CS 245 — Lecture 13

Substitution

Intuitively, a substitution of a variable $x$ in a formula $\varphi$ by a term $t$ replaces all free occurrences of $x$ by $t$ and is denoted $\varphi[t/x]$. Note we would like substitution to replace a variable by a term, which goes beyond simple renaming. Furthermore, it is very important that a substitution only replaces the free occurrences of a variable. The bound occurrences of a variable should not be changed by the substitution.

Example 13.1. Consider a formula $\varphi = (\exists x (P(x,y) \wedge Q(x,z)))$. Then, $$\varphi[f(u)/y] = (\exists x (P(x,f(u)) \wedge Q(x,z)))$$ as expected. However, $$\varphi[f(u)/x] = (\exists x(P(x,y) \wedge Q(x,z)))$$ since there are no free occurrences of $x$ in $\varphi$.

This seems straightforward, but there is a tricky scenario to deal with before we can go ahead and define a substitution formally.

Example 13.2. Consider again our formula $\varphi = (\exists x (P(x,y) \wedge Q(x,z)))$ from the previous example. Now, consider the substitution $$\varphi[x/y] = (\exists x(P(x,x) \wedge L(x,z))).$$ There is clearly a problem here. Here, $y$ was free, so we were free to substitute it, but in not being careful, we have now bound the variable to $\exists x$. Now, if we had a formula $\varphi' = (\exists u(P(u,y) \wedge Q(u,z)))$, we could have performed the substitution $$\varphi'[x/y] = (\exists u(P(u,x) \wedge Q(u,z)))$$ and avoided this problem.

The phenomenon that we encountered is called variable capture. Without any further qualification, we are in danger of having substitution potentially change the meaning of our formula based entirely on our choice of variable names. As we observed, this problem is easily fixed, since we know we can rename bound variables safely. That variable capture can happen means we have to define subtitution carefully, but luckily, we already know the fix and can easily formalize the process of doing so.

Definition 13.3. Let $x$ be a variable and $t$ a term. We define the substitution $[t/x]$ as follows.

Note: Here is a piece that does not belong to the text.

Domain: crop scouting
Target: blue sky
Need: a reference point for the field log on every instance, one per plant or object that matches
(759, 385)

For a term $u$, the term $u[t/x]$ is $u$ with each occurrence of $x$ replaced by $t$.
For a formula $\varphi$,
1. if $\varphi = P(t_1, \dots, t_n)$ then $\varphi[t/x] = P(t_1[t/x], \dots, t_n[t/x])$.
2. if $\varphi = (\neg \alpha)$, then $\varphi[t/x] = (\neg \alpha[t/x])$.
3. if $\varphi = (\alpha * \beta)$, then $\varphi[t/x] = (\alpha[t/x] * \beta[t/x])$.
4. if $\varphi = (\mathsf{Q}x \alpha)$, then $\varphi[t/x] = \varphi$.
5. if $\varphi = (\mathsf{Q}y \alpha)$, for $y \neq x$, then
  1. if $y$ does not occur in $t$, then $\varphi[t/x] = (\mathsf{Q} y \alpha[t/x])$.
  2. Otherwise, choose a variable $z$ that occurs in neither $\varphi$ or $t$. Then $\varphi[t/x] = (\mathsf{Q} z (\alpha[z/y])[t/x])$.

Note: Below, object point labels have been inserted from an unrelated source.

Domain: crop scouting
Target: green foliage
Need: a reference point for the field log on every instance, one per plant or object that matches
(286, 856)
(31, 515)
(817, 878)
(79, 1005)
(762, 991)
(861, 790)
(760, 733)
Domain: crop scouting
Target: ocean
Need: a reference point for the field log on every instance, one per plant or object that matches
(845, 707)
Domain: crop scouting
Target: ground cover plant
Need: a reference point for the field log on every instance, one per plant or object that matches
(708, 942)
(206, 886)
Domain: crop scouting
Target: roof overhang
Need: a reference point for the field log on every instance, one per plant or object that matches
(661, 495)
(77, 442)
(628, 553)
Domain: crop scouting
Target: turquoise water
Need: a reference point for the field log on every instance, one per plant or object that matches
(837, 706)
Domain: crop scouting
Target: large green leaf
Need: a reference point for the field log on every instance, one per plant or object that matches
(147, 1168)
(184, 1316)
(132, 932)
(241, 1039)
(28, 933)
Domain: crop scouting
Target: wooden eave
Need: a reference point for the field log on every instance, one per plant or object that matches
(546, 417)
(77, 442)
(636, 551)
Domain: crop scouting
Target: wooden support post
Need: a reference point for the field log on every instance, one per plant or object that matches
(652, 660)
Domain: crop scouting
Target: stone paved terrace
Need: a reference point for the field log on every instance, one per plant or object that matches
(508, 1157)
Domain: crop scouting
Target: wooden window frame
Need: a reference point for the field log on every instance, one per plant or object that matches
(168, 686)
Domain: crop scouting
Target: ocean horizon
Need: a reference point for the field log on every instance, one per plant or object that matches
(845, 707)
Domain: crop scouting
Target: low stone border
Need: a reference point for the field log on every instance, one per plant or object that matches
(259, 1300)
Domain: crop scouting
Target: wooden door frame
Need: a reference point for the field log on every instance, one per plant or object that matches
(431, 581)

Note that we rename the variable that causes us problems in the formula, not the term.

Example 13.4. Let $\varphi = (\forall x (\exists y P(f(x,y),z)))$. What is $\varphi[g(y,c)/z]$? Since the term we wish to substitute contains a variable that is quantified in $\varphi$, we need to apply (5b). Let $\psi = P(f(x,y),z)$. Then $\varphi = (\forall x (\exists y \psi))$. We choose a new variable $w$ to obtain $$\psi[w/y] = P(f(x,w),z).$$ This gives us $$\psi[w/y][g(y,c)/z] = P(f(x,w),g(y,c)).$$ With this, we obtain $$\varphi[g(y,c)/z] = (\forall x (\exists w P(f(x,w),g(y,c)))).$$

Semantics of Predicate Logic

We are now ready to talk about what things really mean in predicate logic. If we think back to propositional logic, we worked with the notion of valuations and these valuations represented some interpretation of the propositions. We now need to extend our understanding of these notions to the machinery of predicate logic.

Where before, in propositional logic, we assigned truth values to propositional atoms, in predicate logic, the smallest unit to which we can assign a truth value is a predicate $P(t_1, \dots, t_n)$. However, we can't just assign truth values all willy-nilly to a predicate $P(t_1, \dots, t_n)$. We need to carefully define what terms, variables, and functions mean and make sure that our assignment of truth values is consistent.

This is something I've mentioned a lot ever since we were talking about Gordon Ramsay and his dog taking CS 245. We had a formula $(\forall x((P(x) \wedge (\neg Q(x))) \rightarrow R(x)))$ for the sentence "Every student who took CS 245, but did not pass CS 245, failed CS 245". So here, $x$ ranges over all students (and maybe their dogs). From our previous discussion, terms would denote students and the predicates $P,Q,R$ are predicate symbols representing properties of students concerning their status in CS 245. We can think of $P$ as the set of students who took CS 245 and interpret $P(x)$ as $x \in P$ and do the same with $Q$ and $R$.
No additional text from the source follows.